II. LA CICLICITÀ DEL TEMPO
Il percorso attraverso le Metamorfosi raffigurate a Palazzo Te trova un importante nucleo nella Camera del Sole e della Luna, dove Giulio Romano raffigura sulla volta il carro di Apollo e quello della Luna in movimento l’uno dietro l’altro, restituendo una efficace immagine del grande tema della ciclicità del tempo che apre il secondo libro del poema di Ovidio.
III. VIRTÙ, EROS E POTERE
All’interno di questa sezione, che si apre con il confronto tra i monocromi della sala dedicati alle vicende di Ercole e le incisioni tratte da questo apparato decorativo, viene evocato il celebre ciclo degli Amori di Giove, commissionato da Federico II Gonzaga a Correggio in occasione del soggiorno di Carlo V a Mantova. Le opere con le trasformazioni del padre degli dèi, qui esposte in originale o in copie del XVII secolo, sono tra le raffigurazioni più sensuali e coinvolgenti di tali miti. Ma come racconta Ovidio nelle Metamorfosi (VI, vv., 1-145) le feroci passioni del padre degli dèi vengono denunciate nel divenire il soggetto dell’opera di tessitura con cui la giovane Aracne sfida Minerva in una gara al telaio. La dea incolpando la giovane tessitrice di un grave atto di superbia, la punisce trasformandola in un ragno. La vicenda è ben raffigurata da Jacopo Tintoretto nel dipinto che si conserva alla Galleria degli Uffizi.

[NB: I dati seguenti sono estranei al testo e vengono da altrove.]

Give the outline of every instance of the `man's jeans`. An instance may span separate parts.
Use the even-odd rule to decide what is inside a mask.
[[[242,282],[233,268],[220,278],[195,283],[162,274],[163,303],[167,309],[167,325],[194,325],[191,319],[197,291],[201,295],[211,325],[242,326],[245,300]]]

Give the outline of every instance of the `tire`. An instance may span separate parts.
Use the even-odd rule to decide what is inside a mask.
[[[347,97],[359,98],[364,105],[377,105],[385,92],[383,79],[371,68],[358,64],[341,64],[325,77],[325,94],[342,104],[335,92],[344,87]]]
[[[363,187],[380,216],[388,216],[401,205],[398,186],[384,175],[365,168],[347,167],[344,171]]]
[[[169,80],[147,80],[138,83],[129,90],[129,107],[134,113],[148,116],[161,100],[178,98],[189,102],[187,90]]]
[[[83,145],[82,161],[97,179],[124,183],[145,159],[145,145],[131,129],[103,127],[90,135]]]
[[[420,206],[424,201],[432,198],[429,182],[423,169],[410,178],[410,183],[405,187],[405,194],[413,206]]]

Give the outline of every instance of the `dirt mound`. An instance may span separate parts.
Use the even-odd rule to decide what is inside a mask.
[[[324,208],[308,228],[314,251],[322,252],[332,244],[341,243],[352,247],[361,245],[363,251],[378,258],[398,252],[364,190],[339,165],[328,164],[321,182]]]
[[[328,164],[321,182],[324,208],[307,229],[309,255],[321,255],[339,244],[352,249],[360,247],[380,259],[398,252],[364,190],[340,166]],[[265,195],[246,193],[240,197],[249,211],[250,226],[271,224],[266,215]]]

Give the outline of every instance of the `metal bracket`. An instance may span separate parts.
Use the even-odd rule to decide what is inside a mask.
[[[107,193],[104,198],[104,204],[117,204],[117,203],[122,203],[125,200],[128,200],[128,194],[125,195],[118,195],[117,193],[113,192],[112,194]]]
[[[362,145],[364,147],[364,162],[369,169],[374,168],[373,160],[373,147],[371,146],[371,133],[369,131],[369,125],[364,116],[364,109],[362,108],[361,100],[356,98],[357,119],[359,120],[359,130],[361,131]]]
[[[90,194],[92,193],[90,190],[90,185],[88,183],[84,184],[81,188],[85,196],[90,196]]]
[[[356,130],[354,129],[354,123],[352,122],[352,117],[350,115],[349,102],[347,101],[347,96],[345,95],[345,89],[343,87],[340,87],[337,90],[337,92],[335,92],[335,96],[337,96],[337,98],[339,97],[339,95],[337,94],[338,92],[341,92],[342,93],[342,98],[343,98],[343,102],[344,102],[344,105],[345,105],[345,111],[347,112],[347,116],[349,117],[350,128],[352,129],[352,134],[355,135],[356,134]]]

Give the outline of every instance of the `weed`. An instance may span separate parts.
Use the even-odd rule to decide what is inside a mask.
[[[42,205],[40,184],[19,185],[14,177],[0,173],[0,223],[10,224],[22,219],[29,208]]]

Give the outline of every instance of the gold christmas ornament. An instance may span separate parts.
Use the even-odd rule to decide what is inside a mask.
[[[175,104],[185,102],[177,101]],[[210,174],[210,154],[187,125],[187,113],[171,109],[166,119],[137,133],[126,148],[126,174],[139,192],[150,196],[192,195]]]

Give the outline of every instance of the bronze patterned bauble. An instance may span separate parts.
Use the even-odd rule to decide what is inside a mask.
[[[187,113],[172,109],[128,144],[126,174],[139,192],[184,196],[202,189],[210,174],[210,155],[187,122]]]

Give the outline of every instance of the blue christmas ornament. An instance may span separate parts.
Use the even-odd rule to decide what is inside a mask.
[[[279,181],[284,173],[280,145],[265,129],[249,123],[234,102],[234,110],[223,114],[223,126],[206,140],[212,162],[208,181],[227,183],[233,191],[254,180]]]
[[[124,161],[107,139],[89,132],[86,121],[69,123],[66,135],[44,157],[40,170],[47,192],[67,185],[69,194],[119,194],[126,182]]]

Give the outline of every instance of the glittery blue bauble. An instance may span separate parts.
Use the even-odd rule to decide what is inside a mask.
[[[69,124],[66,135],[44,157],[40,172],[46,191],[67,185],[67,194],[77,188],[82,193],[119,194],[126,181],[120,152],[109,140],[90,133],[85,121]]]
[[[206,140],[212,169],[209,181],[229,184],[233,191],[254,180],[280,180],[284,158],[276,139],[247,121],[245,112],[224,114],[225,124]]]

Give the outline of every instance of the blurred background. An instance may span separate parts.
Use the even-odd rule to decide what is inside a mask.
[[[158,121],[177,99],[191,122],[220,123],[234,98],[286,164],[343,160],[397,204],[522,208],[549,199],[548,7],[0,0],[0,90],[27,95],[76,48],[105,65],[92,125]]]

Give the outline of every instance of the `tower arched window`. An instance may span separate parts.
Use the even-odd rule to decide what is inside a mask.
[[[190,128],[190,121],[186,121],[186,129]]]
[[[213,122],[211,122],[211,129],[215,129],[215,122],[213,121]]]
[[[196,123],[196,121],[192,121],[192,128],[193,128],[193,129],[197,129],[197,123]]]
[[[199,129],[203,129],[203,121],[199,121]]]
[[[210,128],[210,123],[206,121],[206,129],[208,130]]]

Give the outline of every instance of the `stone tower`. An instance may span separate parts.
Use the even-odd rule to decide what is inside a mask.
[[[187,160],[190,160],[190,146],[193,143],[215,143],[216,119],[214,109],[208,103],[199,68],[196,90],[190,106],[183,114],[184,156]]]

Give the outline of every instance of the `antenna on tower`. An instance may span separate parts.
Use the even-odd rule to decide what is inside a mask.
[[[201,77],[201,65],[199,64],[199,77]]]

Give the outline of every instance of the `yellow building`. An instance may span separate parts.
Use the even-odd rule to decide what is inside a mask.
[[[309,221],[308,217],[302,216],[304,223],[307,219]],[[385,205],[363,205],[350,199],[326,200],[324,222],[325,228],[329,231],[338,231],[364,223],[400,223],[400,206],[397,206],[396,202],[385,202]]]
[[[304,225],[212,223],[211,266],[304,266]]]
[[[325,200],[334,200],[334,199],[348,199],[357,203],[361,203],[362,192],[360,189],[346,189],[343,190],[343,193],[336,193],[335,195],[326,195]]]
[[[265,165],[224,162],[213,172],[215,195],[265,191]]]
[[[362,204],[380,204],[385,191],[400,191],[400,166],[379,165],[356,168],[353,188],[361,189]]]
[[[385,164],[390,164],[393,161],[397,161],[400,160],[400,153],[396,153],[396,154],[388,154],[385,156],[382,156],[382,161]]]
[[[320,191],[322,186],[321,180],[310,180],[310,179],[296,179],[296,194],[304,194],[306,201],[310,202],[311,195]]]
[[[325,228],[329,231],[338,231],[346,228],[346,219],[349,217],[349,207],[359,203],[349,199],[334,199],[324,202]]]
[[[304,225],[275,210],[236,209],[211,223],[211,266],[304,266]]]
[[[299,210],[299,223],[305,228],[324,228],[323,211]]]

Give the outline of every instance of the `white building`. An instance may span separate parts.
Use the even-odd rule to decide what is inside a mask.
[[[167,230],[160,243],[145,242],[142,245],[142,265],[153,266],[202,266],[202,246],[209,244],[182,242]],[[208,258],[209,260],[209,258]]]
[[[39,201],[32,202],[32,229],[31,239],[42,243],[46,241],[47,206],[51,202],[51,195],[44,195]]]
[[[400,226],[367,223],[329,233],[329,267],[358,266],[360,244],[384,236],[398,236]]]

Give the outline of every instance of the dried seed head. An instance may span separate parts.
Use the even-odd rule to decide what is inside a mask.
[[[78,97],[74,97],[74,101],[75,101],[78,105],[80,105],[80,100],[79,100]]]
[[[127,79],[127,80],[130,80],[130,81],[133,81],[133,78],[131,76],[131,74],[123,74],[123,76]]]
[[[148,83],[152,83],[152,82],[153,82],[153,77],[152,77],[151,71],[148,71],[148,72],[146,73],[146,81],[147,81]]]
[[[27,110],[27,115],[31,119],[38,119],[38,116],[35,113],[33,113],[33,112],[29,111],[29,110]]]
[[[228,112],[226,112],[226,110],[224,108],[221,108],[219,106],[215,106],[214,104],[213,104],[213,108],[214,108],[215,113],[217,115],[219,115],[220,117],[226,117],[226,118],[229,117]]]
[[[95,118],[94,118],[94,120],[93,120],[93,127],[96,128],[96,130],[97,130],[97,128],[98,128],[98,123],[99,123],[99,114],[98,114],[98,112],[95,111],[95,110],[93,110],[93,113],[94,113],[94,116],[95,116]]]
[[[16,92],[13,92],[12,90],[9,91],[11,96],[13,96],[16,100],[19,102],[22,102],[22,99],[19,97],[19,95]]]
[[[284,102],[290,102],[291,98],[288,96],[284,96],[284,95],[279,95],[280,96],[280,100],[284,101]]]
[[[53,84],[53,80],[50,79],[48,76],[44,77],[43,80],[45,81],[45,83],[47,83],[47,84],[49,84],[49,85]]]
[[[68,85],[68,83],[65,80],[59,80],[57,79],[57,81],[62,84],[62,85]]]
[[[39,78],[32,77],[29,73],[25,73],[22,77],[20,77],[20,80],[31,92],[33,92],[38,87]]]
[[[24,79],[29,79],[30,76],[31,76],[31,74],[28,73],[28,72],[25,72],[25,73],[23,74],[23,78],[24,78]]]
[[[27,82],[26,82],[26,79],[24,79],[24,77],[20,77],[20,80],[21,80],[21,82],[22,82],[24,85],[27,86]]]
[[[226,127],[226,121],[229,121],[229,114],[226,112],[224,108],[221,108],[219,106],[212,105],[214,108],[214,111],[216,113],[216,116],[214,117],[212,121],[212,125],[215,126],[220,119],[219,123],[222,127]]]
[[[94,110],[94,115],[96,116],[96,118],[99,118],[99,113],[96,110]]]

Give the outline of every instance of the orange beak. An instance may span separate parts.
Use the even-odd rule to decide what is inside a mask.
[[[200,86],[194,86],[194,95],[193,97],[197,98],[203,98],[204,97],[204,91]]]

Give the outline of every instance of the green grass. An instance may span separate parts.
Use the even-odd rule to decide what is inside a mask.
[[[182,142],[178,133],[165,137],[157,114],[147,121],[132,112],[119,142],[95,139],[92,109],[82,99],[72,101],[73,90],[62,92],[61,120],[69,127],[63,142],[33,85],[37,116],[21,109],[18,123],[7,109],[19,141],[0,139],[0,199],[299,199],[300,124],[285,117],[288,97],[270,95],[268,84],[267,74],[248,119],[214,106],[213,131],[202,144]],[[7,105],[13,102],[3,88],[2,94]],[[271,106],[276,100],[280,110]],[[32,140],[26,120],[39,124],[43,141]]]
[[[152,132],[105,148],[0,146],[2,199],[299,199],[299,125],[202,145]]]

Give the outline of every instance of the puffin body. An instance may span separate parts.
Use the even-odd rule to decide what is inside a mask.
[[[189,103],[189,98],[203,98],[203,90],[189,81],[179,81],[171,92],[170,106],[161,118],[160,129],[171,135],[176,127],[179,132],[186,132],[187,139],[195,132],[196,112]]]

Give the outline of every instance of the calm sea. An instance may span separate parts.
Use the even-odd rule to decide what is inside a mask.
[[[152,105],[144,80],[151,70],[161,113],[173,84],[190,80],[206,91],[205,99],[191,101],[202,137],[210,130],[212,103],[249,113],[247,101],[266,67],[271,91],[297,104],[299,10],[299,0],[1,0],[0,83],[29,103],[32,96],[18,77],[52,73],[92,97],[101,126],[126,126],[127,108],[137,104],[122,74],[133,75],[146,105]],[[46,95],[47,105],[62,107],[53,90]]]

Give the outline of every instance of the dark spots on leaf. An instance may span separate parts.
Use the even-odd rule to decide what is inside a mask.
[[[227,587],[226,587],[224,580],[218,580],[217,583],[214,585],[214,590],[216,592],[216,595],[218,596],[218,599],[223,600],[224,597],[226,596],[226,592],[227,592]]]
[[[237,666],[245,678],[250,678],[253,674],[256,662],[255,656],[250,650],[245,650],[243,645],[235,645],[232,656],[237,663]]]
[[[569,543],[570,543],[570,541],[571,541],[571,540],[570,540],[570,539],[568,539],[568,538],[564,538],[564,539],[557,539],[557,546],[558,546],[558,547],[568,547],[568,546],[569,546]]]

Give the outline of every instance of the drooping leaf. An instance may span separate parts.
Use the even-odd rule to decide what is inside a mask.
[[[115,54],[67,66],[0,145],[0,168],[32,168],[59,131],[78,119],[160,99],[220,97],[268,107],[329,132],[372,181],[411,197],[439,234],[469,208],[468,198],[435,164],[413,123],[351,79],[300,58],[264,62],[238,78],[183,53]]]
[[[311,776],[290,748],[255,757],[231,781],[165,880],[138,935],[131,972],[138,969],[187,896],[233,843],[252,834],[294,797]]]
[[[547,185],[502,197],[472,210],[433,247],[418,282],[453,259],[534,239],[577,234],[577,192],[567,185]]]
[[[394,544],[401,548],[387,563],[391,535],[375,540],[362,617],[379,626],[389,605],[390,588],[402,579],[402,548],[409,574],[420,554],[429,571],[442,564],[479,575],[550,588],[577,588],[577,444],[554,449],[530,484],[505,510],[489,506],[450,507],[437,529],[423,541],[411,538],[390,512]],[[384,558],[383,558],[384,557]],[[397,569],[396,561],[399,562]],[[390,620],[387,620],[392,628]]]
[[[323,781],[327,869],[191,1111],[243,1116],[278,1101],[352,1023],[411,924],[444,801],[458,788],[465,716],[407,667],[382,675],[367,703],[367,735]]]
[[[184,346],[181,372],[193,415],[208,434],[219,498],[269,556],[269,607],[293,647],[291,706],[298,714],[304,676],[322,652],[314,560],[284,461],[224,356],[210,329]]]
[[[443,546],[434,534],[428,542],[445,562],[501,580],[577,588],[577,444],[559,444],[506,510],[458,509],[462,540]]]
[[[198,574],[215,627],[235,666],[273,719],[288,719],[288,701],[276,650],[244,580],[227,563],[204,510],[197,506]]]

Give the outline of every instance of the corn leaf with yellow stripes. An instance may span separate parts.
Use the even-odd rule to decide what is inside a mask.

IV. EROS, IBRIDAZIONI E SUBLIMAZIONE
Il dialogo non avviene solo tra le varie favole antiche, ma anche tra autori. È in questa sala che si materializza il rapporto tra la narrazione ovidiana e quella di Apuleio. Il racconto del mito di Amore e Psiche è qui rappresentato nella volta con toni scuri e scorci incredibili che comunicano attraverso le improvvise illuminazioni i momenti della storia legati alle trasgressioni e alle punizioni. L’incontro tra i due amanti viene ben descritto, e in questa occasione posto a confronto, anche dal pittore Jacopo Zucchi, che con la stessa cura dei particolari rappresenta ogni oggetto presente nella stanza in cui si incontrano il dio e la bellissima giovane. Nella parte bassa si avvia un racconto per lo più gioioso che si svolge sulle pareti sottostanti dove la solarità del banchetto nuziale è seguito da altri miti d’amore e morte, come Venere e Marte e Venere e Adone, ma anche da metamorfosi, in continuità con quanto già proposto a Roma da Raffaello, Sebastiano del Piombo e dallo stesso Giulio Romano in vari contesti decorativi, tra i quali quello di Polifemo e Galatea sia nella Loggia della villa di Agostini Chigi a Roma, sia nella loggia di Villa Madama.
V. L’ORDINE DELLE STELLE
La metamorfosi è movimento continuo, dal cosmo, qui rappresentato nella complessità dei venti e delle costellazioni che influenzano i caratteri degli esseri umani, al caos, che attiva tematiche come il doppio, l’ibrido e la trasformazione di corpi e forme. Il mito di Narciso è doppio nel suo rispecchiamento sull’acqua ed è doppio nell’eco del suono e della voce della ninfa Eco, ma entrambi tendono all’unità, al cosmo, come Ermafrodite e Salmace.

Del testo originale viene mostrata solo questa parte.